Outlawing ransomware payments “risks making hostages of us all,” Hayes said.
“Such sophisticated threat actors are highly unlikely to surrender without a struggle,” Hayes continued. “Far from being deterred, such groups are more likely to fight tenaciously to protect their lucrative business models, with ‘big game’ ransomware groups intentionally targeting the U.K. essential services on which we all rely, both to break the government’s will and serve as a warning to like-minded countries not to follow suit.”
Some lawyers advocate for a more aggressive policy to help ensure that does not happen.
Dominic Holden of Lawrence Stephens said that hackers would look abroad if it was illegal for public and private sector entities to pay out.
Support for small and midsized businesses in the form of tax breaks or subsidized insurance premiums would also mean that the incentives to target the U.K. would vanish, Holden said.

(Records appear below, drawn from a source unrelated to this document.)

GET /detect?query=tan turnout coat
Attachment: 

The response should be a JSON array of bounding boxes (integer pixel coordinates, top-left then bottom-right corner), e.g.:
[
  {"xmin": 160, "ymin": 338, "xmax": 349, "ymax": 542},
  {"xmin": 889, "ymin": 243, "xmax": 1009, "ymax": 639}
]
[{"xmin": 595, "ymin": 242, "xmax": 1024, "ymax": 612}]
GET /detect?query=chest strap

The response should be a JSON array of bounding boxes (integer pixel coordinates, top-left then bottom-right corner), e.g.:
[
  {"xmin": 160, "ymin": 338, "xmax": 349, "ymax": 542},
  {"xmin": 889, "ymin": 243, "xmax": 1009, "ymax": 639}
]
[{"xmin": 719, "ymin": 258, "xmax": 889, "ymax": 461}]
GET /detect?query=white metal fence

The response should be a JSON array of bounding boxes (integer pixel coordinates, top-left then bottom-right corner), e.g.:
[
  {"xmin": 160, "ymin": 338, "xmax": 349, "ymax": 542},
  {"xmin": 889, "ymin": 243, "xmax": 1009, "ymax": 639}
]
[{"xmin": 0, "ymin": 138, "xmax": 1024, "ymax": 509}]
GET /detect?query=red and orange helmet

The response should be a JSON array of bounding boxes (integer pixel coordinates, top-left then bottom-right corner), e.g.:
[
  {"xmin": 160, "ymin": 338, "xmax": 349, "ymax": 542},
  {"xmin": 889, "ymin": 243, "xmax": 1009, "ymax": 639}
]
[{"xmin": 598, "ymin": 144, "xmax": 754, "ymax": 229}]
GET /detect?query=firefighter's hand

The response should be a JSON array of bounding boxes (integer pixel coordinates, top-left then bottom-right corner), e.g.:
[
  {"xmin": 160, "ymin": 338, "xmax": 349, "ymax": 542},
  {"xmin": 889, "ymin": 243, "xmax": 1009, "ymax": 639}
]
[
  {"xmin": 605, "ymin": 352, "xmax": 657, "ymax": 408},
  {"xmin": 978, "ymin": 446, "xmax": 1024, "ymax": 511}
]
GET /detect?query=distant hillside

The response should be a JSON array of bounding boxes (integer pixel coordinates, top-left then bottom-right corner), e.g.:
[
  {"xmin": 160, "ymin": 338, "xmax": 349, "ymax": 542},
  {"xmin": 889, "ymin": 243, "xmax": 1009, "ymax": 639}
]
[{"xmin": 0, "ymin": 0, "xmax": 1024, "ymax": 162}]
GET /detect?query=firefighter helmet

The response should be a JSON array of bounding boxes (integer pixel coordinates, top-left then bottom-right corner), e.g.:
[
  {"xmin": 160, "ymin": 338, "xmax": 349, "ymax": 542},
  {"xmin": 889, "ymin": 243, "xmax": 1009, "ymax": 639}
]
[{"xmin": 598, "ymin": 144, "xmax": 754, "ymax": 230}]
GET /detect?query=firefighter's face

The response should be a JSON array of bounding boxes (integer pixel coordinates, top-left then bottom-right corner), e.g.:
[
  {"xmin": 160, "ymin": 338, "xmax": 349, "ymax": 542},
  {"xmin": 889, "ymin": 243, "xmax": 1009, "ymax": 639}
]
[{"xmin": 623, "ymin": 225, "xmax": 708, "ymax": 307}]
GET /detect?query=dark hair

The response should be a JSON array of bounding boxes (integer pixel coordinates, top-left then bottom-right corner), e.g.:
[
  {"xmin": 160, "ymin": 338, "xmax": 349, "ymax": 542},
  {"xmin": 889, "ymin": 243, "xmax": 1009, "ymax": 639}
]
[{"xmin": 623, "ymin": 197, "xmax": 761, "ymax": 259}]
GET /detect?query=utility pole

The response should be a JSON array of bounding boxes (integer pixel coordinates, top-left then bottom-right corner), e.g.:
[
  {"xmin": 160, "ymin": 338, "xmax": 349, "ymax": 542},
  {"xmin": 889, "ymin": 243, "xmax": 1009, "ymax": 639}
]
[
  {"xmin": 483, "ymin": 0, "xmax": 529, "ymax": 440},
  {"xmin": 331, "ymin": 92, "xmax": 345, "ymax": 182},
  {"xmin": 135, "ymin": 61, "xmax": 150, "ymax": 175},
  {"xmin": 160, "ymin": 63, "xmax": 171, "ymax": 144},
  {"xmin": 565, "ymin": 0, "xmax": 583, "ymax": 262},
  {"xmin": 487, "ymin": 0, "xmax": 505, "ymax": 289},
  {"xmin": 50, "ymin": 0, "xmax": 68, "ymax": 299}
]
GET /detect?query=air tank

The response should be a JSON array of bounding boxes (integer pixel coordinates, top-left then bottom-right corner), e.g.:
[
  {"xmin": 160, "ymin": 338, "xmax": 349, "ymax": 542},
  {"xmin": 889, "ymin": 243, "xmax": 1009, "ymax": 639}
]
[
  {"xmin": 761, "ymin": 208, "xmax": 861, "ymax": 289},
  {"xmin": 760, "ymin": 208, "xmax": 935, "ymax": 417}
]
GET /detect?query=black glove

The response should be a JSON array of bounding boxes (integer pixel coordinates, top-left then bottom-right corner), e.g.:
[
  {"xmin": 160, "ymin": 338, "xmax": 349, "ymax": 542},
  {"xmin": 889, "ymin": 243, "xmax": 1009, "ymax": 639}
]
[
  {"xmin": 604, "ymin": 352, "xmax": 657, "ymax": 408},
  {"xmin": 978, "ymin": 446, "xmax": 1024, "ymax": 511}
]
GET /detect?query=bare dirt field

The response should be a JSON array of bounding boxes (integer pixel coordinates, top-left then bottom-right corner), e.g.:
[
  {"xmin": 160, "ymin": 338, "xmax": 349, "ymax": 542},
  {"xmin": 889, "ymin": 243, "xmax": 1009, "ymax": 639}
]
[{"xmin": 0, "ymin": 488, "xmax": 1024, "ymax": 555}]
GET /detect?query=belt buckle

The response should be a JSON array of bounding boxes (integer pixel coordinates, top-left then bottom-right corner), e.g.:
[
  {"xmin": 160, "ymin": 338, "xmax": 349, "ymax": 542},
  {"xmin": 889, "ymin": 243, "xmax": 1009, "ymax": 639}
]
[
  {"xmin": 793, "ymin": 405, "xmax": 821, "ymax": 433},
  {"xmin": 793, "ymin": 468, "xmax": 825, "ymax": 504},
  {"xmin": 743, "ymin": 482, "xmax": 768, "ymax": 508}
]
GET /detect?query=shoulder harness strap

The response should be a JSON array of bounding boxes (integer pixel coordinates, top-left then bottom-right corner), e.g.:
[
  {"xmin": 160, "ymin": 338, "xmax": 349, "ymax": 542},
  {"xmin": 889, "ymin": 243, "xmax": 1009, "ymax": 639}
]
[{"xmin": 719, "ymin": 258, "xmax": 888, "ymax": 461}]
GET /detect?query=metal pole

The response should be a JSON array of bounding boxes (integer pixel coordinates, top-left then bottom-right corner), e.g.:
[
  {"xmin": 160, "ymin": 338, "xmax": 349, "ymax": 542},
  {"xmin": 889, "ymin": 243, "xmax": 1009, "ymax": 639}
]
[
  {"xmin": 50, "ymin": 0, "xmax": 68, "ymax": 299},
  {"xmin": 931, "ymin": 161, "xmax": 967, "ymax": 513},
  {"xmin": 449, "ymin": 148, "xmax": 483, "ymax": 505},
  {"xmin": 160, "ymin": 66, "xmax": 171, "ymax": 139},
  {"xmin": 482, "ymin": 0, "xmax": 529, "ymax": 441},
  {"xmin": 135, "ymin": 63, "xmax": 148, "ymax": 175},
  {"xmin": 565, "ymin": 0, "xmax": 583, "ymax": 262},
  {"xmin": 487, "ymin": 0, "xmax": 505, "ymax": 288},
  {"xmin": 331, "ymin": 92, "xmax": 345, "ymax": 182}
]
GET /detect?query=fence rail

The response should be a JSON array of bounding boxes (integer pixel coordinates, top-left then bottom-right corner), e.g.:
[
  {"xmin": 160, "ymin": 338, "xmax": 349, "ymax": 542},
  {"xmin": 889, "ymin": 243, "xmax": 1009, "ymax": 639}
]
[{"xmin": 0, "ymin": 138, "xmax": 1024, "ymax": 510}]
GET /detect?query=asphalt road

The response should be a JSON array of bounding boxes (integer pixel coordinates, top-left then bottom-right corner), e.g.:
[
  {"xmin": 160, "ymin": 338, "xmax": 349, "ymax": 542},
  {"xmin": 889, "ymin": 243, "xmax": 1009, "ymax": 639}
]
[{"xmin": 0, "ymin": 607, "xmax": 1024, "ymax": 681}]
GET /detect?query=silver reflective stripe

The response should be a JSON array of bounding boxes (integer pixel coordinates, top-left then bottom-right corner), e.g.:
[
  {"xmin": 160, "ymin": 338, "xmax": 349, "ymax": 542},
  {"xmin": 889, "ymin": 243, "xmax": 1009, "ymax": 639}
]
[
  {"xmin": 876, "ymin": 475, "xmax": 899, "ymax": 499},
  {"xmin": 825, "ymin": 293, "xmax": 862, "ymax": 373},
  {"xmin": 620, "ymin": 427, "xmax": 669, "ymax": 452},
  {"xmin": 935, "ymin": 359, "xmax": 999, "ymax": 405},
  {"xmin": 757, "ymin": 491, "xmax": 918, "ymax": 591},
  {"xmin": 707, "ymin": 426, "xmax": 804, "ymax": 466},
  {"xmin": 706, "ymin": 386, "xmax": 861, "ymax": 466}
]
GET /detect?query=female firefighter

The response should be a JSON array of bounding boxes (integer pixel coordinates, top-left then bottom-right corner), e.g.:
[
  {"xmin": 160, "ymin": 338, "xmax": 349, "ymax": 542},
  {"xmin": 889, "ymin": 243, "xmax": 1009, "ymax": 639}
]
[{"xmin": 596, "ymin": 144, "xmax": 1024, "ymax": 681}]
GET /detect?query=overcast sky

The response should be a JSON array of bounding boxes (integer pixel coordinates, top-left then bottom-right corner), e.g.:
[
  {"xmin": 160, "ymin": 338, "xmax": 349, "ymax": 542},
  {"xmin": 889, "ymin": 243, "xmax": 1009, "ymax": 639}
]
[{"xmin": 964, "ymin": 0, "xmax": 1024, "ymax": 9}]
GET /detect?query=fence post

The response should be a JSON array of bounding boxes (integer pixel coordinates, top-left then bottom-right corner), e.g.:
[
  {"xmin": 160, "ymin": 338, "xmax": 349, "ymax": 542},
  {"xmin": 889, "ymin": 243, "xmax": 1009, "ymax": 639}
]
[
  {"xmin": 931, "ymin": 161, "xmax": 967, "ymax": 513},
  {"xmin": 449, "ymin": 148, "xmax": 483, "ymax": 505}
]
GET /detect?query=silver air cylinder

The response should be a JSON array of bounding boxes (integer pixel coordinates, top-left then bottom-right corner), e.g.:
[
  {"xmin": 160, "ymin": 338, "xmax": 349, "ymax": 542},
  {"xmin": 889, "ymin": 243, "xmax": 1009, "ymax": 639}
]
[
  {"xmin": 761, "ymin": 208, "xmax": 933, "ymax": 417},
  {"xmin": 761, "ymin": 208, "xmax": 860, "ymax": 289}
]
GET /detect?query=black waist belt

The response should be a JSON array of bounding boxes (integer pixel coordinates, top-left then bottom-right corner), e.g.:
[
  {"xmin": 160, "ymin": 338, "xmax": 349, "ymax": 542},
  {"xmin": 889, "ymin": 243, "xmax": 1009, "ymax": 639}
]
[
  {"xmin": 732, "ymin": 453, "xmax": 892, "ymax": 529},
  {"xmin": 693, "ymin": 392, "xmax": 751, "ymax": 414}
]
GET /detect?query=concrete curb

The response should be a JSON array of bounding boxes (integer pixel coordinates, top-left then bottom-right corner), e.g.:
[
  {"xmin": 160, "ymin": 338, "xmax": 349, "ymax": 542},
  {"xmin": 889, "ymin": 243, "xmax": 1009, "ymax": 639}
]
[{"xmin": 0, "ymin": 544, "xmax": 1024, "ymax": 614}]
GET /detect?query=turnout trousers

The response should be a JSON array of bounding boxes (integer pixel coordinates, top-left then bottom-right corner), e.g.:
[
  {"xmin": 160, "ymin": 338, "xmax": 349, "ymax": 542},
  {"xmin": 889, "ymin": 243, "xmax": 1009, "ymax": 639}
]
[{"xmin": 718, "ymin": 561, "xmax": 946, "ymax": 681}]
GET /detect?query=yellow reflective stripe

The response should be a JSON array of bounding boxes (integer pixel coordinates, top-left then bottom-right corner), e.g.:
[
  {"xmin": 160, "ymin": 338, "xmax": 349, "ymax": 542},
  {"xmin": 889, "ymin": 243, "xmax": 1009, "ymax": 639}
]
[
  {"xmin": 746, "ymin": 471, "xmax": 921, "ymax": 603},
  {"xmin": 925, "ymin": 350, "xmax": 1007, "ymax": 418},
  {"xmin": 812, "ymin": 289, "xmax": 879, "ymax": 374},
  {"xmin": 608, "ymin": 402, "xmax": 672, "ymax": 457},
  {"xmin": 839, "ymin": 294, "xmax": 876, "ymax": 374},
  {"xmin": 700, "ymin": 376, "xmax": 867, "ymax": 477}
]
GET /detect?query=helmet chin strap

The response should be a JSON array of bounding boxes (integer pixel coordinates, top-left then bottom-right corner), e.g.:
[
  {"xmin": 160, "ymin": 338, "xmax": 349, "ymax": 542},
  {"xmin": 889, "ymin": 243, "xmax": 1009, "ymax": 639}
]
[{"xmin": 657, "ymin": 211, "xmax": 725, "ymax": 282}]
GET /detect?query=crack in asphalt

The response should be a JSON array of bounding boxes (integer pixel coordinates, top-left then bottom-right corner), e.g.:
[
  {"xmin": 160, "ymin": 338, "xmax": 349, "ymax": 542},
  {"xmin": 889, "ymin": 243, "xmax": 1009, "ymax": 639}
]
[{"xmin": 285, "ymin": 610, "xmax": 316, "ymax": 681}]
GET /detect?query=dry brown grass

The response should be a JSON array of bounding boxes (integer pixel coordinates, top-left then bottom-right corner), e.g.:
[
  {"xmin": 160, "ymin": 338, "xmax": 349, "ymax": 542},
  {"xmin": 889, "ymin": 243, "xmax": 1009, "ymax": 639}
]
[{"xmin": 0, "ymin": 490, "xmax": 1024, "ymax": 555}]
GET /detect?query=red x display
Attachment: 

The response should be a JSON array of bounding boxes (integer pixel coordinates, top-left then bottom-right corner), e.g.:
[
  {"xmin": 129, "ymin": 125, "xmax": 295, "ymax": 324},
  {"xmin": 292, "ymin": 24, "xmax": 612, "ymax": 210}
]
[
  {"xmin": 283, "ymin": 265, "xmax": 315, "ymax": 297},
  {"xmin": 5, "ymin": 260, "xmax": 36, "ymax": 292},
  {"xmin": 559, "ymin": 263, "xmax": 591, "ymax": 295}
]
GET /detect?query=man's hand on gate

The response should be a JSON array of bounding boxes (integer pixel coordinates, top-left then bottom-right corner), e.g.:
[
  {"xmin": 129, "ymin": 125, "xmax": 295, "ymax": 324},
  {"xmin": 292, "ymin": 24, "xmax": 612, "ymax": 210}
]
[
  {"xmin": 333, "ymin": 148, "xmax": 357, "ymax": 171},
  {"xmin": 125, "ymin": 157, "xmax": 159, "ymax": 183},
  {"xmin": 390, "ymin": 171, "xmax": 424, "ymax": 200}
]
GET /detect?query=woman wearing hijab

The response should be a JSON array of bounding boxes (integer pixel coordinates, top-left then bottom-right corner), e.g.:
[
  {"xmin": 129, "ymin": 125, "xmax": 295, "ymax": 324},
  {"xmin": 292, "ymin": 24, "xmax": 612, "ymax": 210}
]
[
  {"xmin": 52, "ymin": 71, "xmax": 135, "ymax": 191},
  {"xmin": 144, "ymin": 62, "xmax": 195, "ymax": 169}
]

“If the government is going to do this, I don’t think they should do it in half measures,” Holden said. “If you’re going to eradicate the problem, and disincentivize the hackers so they go overseas in jurisdictions where they can be paid, then grasp the nettle and ban all payments.”
Mark Jones, a partner at Paynes Hicks Beach LLP, said there were also concerns that the mandatory reporting requirement could then trigger regulatory scrutiny. The government would have to assure companies that the information would remain confidential if it wants to win support for legislation, Jones said.
“I would also hope to see measures to support those who are victims of ransomware, rather than simply add to the stress of the situation,” Jones added.